Enfin, aucune des parties n'a proposé à l'autre la signature d'un bail classique soumis aux dispositions de la loi du 6 juillet 1989 puisqu'au contraire dès le 28 octobre 2014 la SA Maisons Claires informait M. [J] qu'il était occupant sans titre et que par courrier de son conseil du 3 mars 2015 elle lui a rappelé que le logement était réservé aux anciens mineurs et à leurs conjoints. Le 1er février 2019 elle lui a fait délivrer une sommation de déguerpir sur le même fondement. Enfin, par acte du 17 mai 2019, elle l'a fait assigner devant le juge des référés d'Albi en expulsion. Elle a donc, depuis le décès de Mme [N], réitéré sa volonté de ne pas voir M. [J] se maintenir dans les lieux.
À défaut de bail, il ne pouvait en être constaté la résiliation comme l'a fait le premier juge.

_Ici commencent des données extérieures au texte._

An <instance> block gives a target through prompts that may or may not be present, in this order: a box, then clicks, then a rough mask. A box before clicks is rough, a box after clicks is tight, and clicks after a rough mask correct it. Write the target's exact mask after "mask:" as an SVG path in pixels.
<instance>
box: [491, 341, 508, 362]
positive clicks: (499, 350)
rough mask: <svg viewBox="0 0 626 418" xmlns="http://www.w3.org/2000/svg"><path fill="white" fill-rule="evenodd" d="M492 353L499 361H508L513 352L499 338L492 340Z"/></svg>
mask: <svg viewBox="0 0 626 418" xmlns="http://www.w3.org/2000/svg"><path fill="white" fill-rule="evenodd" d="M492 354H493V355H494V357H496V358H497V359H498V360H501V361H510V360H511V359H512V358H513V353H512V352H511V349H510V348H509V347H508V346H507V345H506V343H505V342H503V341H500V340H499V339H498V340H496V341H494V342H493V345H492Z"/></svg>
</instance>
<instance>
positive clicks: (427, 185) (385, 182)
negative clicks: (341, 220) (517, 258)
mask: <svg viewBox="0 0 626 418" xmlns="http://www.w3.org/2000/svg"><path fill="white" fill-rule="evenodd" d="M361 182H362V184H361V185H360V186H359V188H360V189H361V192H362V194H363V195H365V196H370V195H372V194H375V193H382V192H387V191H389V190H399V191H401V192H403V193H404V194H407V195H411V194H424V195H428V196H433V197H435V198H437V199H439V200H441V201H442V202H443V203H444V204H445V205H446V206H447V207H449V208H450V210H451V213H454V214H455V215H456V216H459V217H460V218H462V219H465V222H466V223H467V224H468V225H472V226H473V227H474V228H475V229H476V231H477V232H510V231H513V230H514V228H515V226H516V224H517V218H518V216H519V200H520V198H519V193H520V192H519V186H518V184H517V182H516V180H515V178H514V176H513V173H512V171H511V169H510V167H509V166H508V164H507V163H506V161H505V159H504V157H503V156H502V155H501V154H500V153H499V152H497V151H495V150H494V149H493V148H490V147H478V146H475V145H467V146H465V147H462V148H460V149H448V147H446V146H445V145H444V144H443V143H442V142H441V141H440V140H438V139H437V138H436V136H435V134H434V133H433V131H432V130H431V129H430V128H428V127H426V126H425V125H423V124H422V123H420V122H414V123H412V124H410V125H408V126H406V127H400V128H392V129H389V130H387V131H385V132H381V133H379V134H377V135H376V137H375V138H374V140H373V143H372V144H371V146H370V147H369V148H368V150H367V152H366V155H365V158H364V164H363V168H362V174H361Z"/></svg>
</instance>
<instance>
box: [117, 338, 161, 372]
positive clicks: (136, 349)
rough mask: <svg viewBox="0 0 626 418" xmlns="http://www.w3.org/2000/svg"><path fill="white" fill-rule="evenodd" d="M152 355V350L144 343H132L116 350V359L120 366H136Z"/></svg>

La décision sera donc infirmée de ce chef ce qui n'a pas d'incidence sur la situation de M. [J] qui se trouve occupant sans droit ni titre depuis le décès de sa mère le 23 juin 2019 et doit donc libérer les lieux et payer une indemnité d'occupation à compter de cette date.
La somme réclamée à ce titre par la SA Maisons Claires est calculée conformément à la convention-type conclue le 3 juin 2015 avec l'État en application de l'article L 351-2 du code de la construction et de l'habitation qu'elle produit étant par ailleurs relevé que la convention du 30 juin 1995 portait en annexe un tableau de rattrapage de loyer mensuel au regard du barème HLM, ce qui confirme que le montant réclamé correspond à la valeur du logement.
Enfin, le jugement déféré n'est pas critiqué en ce qu'il a appliqué la prescription triennale.
En conséquence, le jugement déféré doit être confirmé en ce qu'il a condamné M. [J] à payer à la SA Maisons Claires la somme de 20'848,61 € au titre de l'arriéré d'indemnité d'occupation échu au 28 janvier 2021 et une indemnité d'occupation mensuelle égale à 355,92 € à compter de cette date.
Sur les demandes annexes :
Aux termes des dispositions de l'article 559 du code de procédure civile :
« En cas d'appel principal dilatoire ou abusif, l'appelant peut être condamné à une amende civile d'un maximum de 10 000 euros, sans préjudice des dommages-intérêts qui seraient réclamés.».
La poursuite d'une action en appel constitue un droit dont l'exercice ne dégénère en abus qu'en cas de démonstration d'une faute non caractérisée en l'espèce.
La demande de dommages-intérêts pour procédure abusive présentée par SA Maisons Claires doit en conséquence être rejetée.
M. [J] qui succombe gardera la charge des dépens de première instance, par confirmation du jugement déféré et d'appel étant rappelé que les dépens ne peuvent comprendre les montants des commandements de payer qui ont été adressés à M. [J] en ce qu'ils n'ont pas un rapport étroit et nécessaire avec la présente instance.
L'équité commande de confirmer la condamnation de M.[J] au titre de l'article 700 du code de procédure civile en première instance et de faire droit à la demande de la SA Maisons Claires à ce titre en cause d'appel à hauteur de 800 €.
PAR CES MOTIFS :
La cour,
Statuant dans les limites de sa saisine :
Confirme le jugement déféré sauf en ce qu'il a constaté la résiliation du bail,
Statuant à nouveau du chef infirmé et y ajoutant,
Dit que M. [I] [J] est occupant sans droit ni titre du logement situé [Adresse 1],
Rejette la demande de dommages-intérêts pour procédure abusive présentée par la SA Maisons Claires,
Condamne M. [I] [J] à verser à la SA Maisons Claires 800 € au titre de l'article 700 du code de procédure civile,
Condamne M. [I] [J] aux dépens qui seront recouvrés conformément à la loi sur l'aide juridictionnelle, avec distraction au profit de Maître Thierry Lange pour les seuls dépens d'appel et non compris les commandements de payer adressés à M. [I] [J].